A couple things to note. When you change the value of the SS register (in this case via a MOV) the processor is supposed to turn off interrupts for that instruction and keep them off until after the following instruction. Normally you don't need to worry about disabling interrupts if you update SS followed immediately by an update of SP. There is a bug in very early 8088 processors where this wasn't honored so if you are targeting the widest possible environments it is a safe bet to explicitly disable and re-enable them.
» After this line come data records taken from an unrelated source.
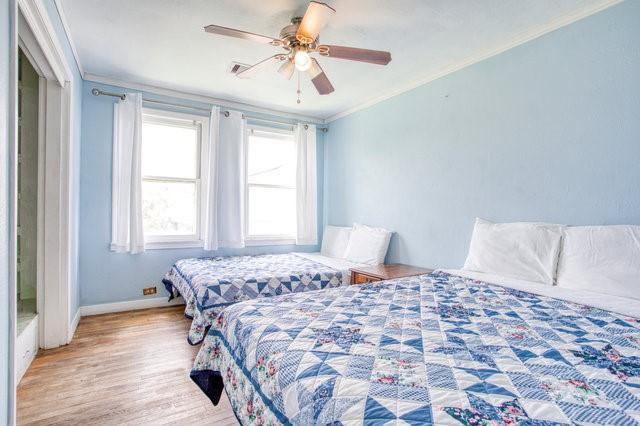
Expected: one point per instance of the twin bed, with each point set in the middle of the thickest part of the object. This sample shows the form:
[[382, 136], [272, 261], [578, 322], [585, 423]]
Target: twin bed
[[451, 347], [210, 284]]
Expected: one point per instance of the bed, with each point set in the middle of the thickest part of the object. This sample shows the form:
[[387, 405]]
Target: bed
[[209, 284], [440, 348]]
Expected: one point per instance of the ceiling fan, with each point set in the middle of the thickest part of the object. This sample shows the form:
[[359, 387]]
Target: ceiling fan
[[300, 40]]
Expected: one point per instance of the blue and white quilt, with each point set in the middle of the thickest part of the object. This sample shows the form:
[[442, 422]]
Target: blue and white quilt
[[433, 349], [211, 283]]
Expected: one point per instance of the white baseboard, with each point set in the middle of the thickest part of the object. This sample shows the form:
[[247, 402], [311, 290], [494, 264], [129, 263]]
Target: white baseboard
[[73, 325], [26, 348], [132, 305]]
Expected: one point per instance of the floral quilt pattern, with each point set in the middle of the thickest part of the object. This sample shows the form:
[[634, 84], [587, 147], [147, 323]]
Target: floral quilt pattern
[[209, 284], [433, 349]]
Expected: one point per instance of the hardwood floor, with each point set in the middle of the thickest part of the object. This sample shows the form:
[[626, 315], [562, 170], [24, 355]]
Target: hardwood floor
[[124, 368]]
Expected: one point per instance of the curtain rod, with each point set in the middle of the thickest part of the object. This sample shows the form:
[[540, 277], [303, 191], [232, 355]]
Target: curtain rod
[[122, 96]]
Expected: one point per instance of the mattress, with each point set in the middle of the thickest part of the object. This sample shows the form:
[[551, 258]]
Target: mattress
[[432, 349], [212, 283], [620, 305]]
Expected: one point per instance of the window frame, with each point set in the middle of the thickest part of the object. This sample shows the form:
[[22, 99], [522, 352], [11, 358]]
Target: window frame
[[201, 123], [273, 239]]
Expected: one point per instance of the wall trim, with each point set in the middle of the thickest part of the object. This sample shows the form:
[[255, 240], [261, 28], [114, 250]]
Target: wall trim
[[166, 91], [73, 325], [521, 38], [38, 20], [67, 31], [131, 305]]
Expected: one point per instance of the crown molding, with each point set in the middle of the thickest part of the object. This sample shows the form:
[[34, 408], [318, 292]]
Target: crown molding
[[36, 16], [166, 91], [67, 31], [521, 38]]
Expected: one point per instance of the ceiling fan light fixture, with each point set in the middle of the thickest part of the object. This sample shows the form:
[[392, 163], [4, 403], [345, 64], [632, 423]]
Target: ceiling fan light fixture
[[287, 69], [302, 60]]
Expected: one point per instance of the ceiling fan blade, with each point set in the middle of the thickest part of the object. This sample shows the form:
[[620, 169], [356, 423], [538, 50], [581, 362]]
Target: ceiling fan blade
[[378, 57], [260, 66], [319, 78], [315, 19], [230, 32]]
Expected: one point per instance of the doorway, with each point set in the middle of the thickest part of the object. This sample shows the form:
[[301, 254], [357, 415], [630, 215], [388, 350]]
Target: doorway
[[27, 187]]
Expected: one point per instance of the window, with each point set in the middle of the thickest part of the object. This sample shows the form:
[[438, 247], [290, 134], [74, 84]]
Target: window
[[172, 147], [271, 184]]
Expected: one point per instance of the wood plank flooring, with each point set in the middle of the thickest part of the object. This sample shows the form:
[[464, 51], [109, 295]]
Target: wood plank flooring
[[123, 368]]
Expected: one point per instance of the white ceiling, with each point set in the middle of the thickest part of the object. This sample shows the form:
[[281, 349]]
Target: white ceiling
[[161, 43]]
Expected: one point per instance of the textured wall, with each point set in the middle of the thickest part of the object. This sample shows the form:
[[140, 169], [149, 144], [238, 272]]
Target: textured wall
[[112, 277], [547, 131]]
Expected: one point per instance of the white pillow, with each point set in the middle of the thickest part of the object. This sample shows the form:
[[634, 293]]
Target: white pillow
[[335, 240], [368, 245], [526, 251], [604, 259]]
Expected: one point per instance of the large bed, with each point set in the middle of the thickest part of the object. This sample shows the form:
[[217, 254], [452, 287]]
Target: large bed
[[209, 284], [441, 348]]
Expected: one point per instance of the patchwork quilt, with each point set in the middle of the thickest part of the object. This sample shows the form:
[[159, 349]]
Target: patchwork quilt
[[433, 349], [209, 284]]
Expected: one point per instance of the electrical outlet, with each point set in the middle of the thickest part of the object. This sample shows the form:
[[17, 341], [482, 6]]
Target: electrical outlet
[[149, 290]]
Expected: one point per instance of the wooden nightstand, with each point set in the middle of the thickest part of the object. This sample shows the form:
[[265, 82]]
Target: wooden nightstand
[[385, 272]]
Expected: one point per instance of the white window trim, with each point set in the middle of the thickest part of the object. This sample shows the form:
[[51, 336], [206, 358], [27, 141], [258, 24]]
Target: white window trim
[[187, 120], [262, 240]]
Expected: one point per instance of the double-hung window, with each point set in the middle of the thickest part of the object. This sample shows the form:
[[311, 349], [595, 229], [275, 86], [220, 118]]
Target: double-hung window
[[271, 185], [173, 150]]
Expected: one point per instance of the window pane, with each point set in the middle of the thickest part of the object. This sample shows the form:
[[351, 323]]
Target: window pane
[[272, 211], [169, 151], [169, 208], [272, 161]]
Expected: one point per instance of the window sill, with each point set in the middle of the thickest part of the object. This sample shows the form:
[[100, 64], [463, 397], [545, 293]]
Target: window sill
[[159, 245], [252, 242]]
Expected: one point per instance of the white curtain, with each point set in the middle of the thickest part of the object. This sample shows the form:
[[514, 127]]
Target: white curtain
[[225, 181], [306, 185], [210, 179], [126, 191]]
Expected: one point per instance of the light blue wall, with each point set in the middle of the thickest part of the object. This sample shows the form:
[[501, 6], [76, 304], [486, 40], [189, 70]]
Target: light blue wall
[[52, 11], [548, 131], [5, 49], [112, 277]]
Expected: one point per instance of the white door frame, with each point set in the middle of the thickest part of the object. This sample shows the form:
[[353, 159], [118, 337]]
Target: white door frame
[[35, 34]]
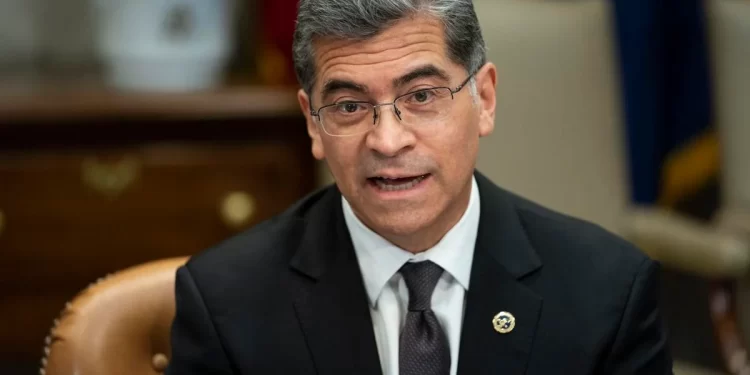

If you don't intend to ever work on a buggy 8088 then the CLI/STI instructions can be removed in the code above. I know about this bug first hand with work I did in the mid 80s on my home PC.

The second thing to note is how I set up the stack. For people new to 8088/8086 16-bit assembly the stack can be set a multitude of ways. In this case I set the top of the stack (lowest part in memory) at 0x8000(SS). I then set the stack pointer (SP) to 0. When you push something on the stack in 16-bit real mode the processor first decrements the stack pointer by 2 and then places a 16-bit WORD at that location. Thus the first push to the stack would be at 0x0000-2 = 0xFFFE (-2). You'd then have an SS:SP that looks like 0x8000:0xFFFE . In this case the stack runs from 0x8000:0x0000 to 0x8000:0xFFFF.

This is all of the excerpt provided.